Un’infezione che colpisce più organi, non solo i polmoni: l'effetto Covid-19 non è finito
Il quadro clinico che emerge dallo studio LOPAC mostra come il Covid-19 severo non si limiti a colpire i polmoni, ma coinvolga più sistemi corporei:
• Sistema cardiovascolare: sono stati documentati casi di miocardite, aritmie e insufficienza cardiaca.
• Sistema nervoso: molti pazienti riportano cefalee ricorrenti, difficoltà cognitive, neuropatie periferiche.
• Sistema respiratorio: restano evidenti limitazioni della funzionalità polmonare e sintomi come dispnea e tosse cronica.
Questa complessità rende il Covid-19 grave una patologia ad alto impatto sulla salute a lungo termine e sulla tenuta dei sistemi sanitari.
La necessità di percorsi clinici strutturati e continui
Uno degli aspetti cruciali evidenziati dallo studio è l’urgenza di attivare protocolli di follow-up standardizzati per tutti i pazienti dimessi dopo un'infezione severa da SARS-CoV-2. Il supporto deve estendersi oltre la fase acuta, per includere:
• Programmi di riabilitazione respiratoria per ripristinare le capacità polmonari
• Assistenza neurocognitiva per intervenire su memoria, attenzione e concentrazione
• Monitoraggi cardiopolmonari periodici, in grado di rilevare segni di complicanze tardive
Investire su una gestione continuativa significa ridurre il rischio di cronicizzazione e favorire un miglioramento tangibile della qualità della vita nei mesi successivi alla malattia.
Visite specialistiche e prevenzione post-Covid: quando intervenire

Il quadro emerso suggerisce l’importanza di consultare specialisti in pneumologia, neurologia e cardiologia per i pazienti che presentano sintomi persistenti dopo la fase acuta del Covid-19. La diagnosi precoce di alterazioni funzionali consente di avviare trattamenti mirati e più efficaci.

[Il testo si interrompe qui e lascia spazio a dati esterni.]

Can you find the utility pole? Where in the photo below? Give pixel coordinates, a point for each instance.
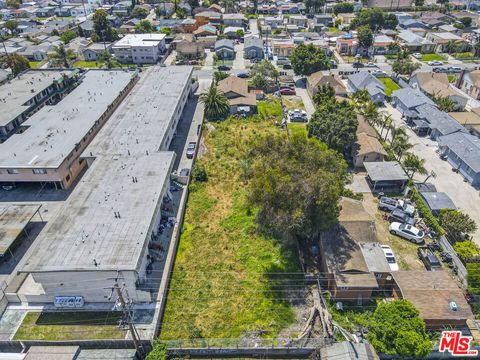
(125, 306)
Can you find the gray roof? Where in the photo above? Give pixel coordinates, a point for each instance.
(365, 80)
(465, 146)
(55, 130)
(385, 171)
(130, 144)
(438, 120)
(437, 200)
(253, 41)
(411, 98)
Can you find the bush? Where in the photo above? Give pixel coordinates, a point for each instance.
(427, 215)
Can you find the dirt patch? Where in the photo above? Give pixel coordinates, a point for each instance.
(405, 251)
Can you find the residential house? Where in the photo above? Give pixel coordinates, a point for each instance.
(469, 82)
(318, 79)
(390, 4)
(386, 176)
(283, 48)
(365, 81)
(240, 99)
(367, 147)
(253, 48)
(347, 45)
(93, 51)
(414, 42)
(463, 153)
(206, 30)
(351, 259)
(225, 49)
(437, 85)
(140, 48)
(432, 293)
(236, 20)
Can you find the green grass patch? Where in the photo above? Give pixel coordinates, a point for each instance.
(222, 285)
(432, 57)
(390, 85)
(79, 325)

Sintomi come stanchezza ingiustificata, difficoltà respiratorie, vuoti di memoria o dolori toracici non vanno sottovalutati, anche se comparsi mesi dopo la dimissione ospedaliera. Una valutazione approfondita può evitare l’aggravarsi della situazione clinica e favorire il recupero completo.
La prevenzione delle sequele a lungo termine passa anche da controlli regolari e da percorsi riabilitativi personalizzati, in grado di ripristinare le normali capacità funzionali del paziente.
Uno scenario che impone attenzione e nuove strategie sanitarie
Il messaggio dello studio LOPAC è inequivocabile: una parte significativa dei pazienti colpiti da forme gravi di Covid-19 continua a convivere con sintomi e problemi di salute a distanza di un anno. Questa realtà impone un cambiamento di prospettiva nella gestione dell’emergenza pandemica, che non può più esaurirsi con la negativizzazione del tampone.
È necessario pianificare interventi sanitari strutturati nel lungo periodo, capaci di prendersi carico delle persone colpite anche dopo la fase acuta, con un’attenzione continua e multidisciplinare.